From Joel Stein, one of those oh-so-awesome columnists currently occupying a slot that Bob Scheer could hold:
I know the high cost of energy takes an unfair toll on the poor because it's a much bigger percentage of their income. Those people are always getting screwed: checking account charges, easy-credit rip-offs, hangin' in a chow line. OK, most of what I know about poor people comes from watching "Good Times."
The rest of the article is a try-hard rant on how oil profits are totally tubular and fair, even though they seem a bit evil, just like that Stewie kid from that Family Guy show the young people watch. You know, the little football-headed guy who always wants to take over the world? I should take over the world. How sweet would that be? I'd make cars run on distilled cultural relevance. And trivialities. Definitely trivialities.
But the government should be helping them more directly with aid programs and public transportation. It's not going to help to slap the oil industry with some special end-of-the-year tax, as some propose.
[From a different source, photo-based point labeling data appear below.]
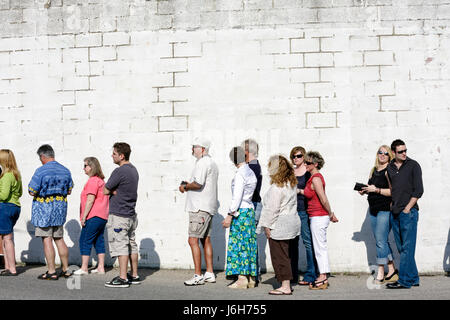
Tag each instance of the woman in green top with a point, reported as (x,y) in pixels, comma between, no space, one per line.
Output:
(10,192)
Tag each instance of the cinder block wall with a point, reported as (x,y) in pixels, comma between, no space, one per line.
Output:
(338,76)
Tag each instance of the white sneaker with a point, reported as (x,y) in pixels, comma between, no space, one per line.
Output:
(80,272)
(209,277)
(195,281)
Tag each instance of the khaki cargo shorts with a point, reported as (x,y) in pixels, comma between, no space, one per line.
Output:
(199,224)
(54,232)
(122,235)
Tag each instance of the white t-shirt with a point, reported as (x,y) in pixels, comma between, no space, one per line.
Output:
(206,174)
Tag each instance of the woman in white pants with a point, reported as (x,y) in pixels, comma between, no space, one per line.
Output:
(320,215)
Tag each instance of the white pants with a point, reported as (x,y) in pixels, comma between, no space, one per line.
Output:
(319,226)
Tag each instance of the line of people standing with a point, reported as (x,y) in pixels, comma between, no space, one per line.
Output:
(394,187)
(111,205)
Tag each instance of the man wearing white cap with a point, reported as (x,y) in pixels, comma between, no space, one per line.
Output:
(202,204)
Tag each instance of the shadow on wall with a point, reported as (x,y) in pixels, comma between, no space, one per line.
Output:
(73,228)
(366,235)
(446,263)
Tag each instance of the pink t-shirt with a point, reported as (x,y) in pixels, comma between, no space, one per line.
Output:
(100,208)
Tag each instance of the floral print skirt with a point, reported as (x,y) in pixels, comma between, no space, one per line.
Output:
(242,250)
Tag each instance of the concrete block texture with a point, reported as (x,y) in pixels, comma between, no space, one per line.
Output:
(342,77)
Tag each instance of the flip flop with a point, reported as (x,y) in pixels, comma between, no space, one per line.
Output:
(66,274)
(48,276)
(277,292)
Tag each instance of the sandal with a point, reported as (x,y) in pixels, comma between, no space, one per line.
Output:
(48,276)
(278,292)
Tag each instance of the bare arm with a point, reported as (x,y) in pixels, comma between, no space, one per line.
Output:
(190,186)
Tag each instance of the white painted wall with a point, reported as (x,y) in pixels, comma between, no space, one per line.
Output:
(341,77)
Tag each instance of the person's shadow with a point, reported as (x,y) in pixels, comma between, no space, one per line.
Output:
(35,253)
(446,263)
(149,257)
(366,235)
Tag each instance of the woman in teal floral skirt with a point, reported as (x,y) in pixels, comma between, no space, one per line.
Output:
(242,250)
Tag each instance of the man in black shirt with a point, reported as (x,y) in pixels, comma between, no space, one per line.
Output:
(405,177)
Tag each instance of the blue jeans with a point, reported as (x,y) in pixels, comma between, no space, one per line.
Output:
(92,234)
(381,225)
(404,226)
(305,232)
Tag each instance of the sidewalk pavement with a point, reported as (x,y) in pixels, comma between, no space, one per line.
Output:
(169,285)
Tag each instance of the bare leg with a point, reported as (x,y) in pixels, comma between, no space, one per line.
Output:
(207,248)
(101,262)
(134,264)
(49,253)
(10,256)
(123,266)
(196,255)
(85,263)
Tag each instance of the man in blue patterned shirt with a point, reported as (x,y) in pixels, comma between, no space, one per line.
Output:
(49,187)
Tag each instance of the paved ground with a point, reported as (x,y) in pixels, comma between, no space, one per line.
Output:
(168,285)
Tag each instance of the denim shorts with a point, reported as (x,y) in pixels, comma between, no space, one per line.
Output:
(9,213)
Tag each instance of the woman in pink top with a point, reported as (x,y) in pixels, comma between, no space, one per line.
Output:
(320,215)
(94,208)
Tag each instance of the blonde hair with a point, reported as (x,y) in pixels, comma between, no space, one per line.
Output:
(96,169)
(377,162)
(281,171)
(8,163)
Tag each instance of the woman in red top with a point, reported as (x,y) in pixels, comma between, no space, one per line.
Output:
(320,215)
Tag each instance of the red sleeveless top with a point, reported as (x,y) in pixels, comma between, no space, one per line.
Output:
(315,208)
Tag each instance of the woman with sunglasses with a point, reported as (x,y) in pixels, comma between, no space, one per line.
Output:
(379,197)
(297,156)
(94,210)
(320,215)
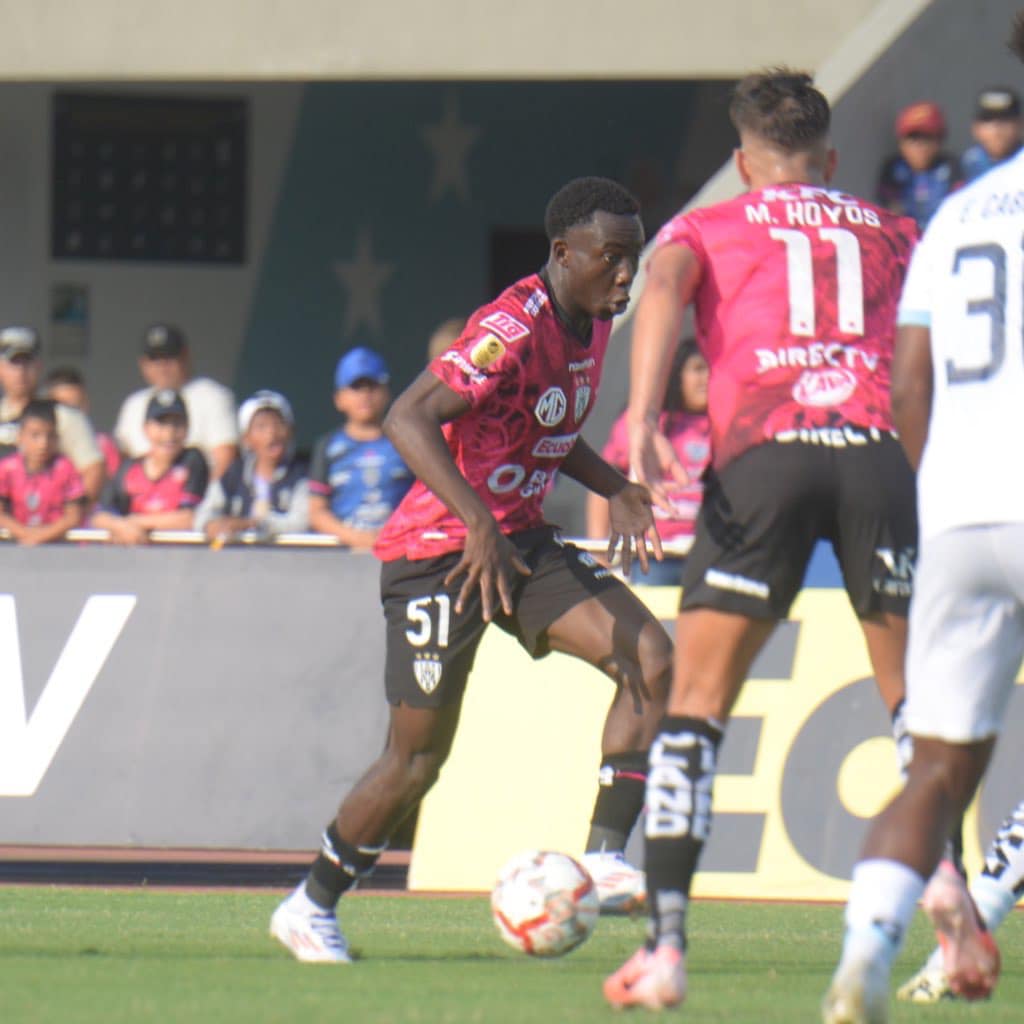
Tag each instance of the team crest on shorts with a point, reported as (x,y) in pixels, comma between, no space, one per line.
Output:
(427,669)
Or begging the oil companies to donate to poor people's heating bills, as Senate Finance Committee Chairman Charles Grassley did. Helping people in need is the government's job, not something we should rely on business for.
No, I don't see any greater connection between taxing windfall profits and funding aid/transportation subsidies than I do between the pre-Ringo Beatles and Ja Rule. I think we should pay for government through a zany get-rich-quick scheme, like the ones that were always on Saved By The Bell. Man, that was a great show. Kelly was hot.